Mitochondrial dysfunctions in neurodegenerative diseases: role in disease pathogenesis, strategies for analysis and therapeutic prospects

Abstract

Fundamental organelles that occur in every cell type with the exception of mammal erythrocytes, the mitochondria are required for multiple pivotal processes that include the production of biological energy, the biosynthesis of reactive oxygen species, the control of calcium homeostasis, and the triggering of cell death. The disruption of anyone of these processes has been shown to impact strongly the function of all cells, but especially of neurons. In this review, we discuss the role of the mitochondria impairment in the development of the neurodegenerative diseases Amyotrophic Lateral Sclerosis, Parkinson's disease and Alzheimer's disease. We highlight how mitochondria disruption revolves around the processes that underlie the mitochondria's life cycle: fusion, fission, production of reactive oxygen species and energy failure. Both genetic and sporadic forms of neurodegenerative diseases are unavoidably accompanied with and often caused by the dysfunction in one or more of the key mitochondrial processes. Therefore, in order to get in depth insights into their health status in neurodegenerative diseases, we need to focus into innovative strategies aimed at characterizing the various mitochondrial processes. Current techniques include Mitostress, Mitotracker, transmission electron microscopy, oxidative stress assays along with expression measurement of the proteins that maintain the mitochondrial health. We will also discuss a panel of approaches aimed at mitigating the mitochondrial dysfunction. These include canonical drugs, natural compounds, supplements, lifestyle interventions and innovative approaches as mitochondria transplantation and gene therapy. In conclusion, because mitochondria are fundamental organelles necessary for virtually all the cell functions and are severely impaired in neurodegenerative diseases, it is critical to develop novel methods to measure the mitochondrial state, and novel therapeutic strategies aimed at improving their health.

Keywords: Alzheimer’s disease; Mitostress; Mitotracker; Parkinson’s disease; amyotrophic lateral sclerosis; mitochondria; mitochondria modulation; mitochondrial dysfunction; mitochondrial health; neurodegenerative disease.

Figure 1

Neurodegenerative diseases impact mitochondrial health at different stages. The altered processes may affect the mitochondria life cycle (biogenesis, fusion, fission and mitophagy), calcium homeostasis, cell death, mtDNA, ATP production and ROS production. ATP: Adenosine triphosphate; mtDNA: mitochondrial DNA; ROS: reactive oxygen species.

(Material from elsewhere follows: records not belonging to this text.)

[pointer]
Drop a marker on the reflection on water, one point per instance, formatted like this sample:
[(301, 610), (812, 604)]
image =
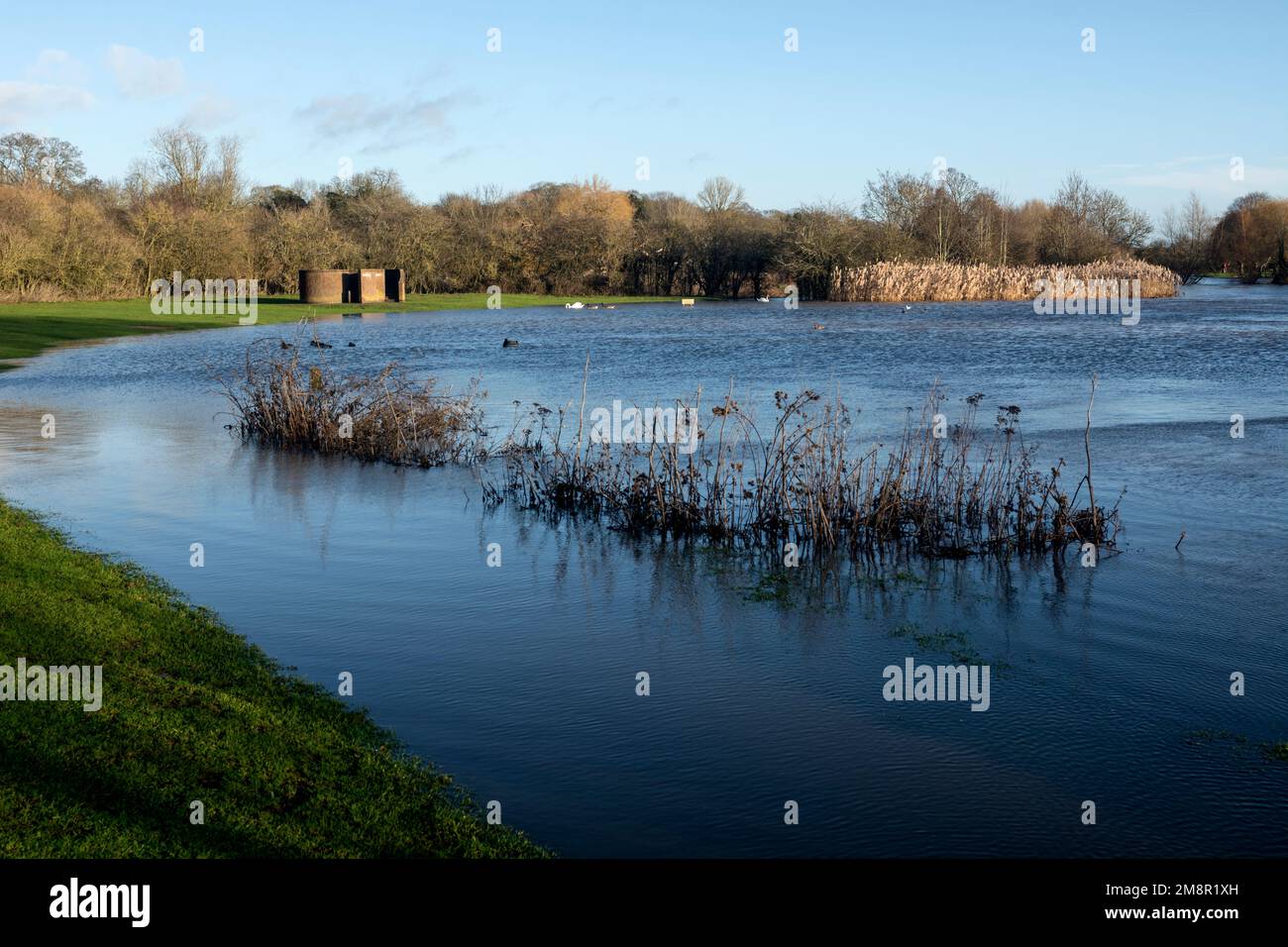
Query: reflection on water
[(765, 684)]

Created with BioRender.com.

Figure 2

Techniques for mitochondria analyses. Innovative techniques are needed in order to assess degeneration status and potential repair strategies. The figure reports the main techniques used with the respective advantages and disadvantages. OCR: Oxygen consumption rate. Created with BioRender.com.

Figure 3

Summary of therapeutic strategies to protect mitochondria health. These include canonical drugs, nutrients, herbal extracts and alternative approaches as gene therapy, exercise, caloric restrictions and mitochondria transplantation. Drp-1: Dynamin related protein-1; OPA1: optic athropy 1 gene. Created with BioRender.com.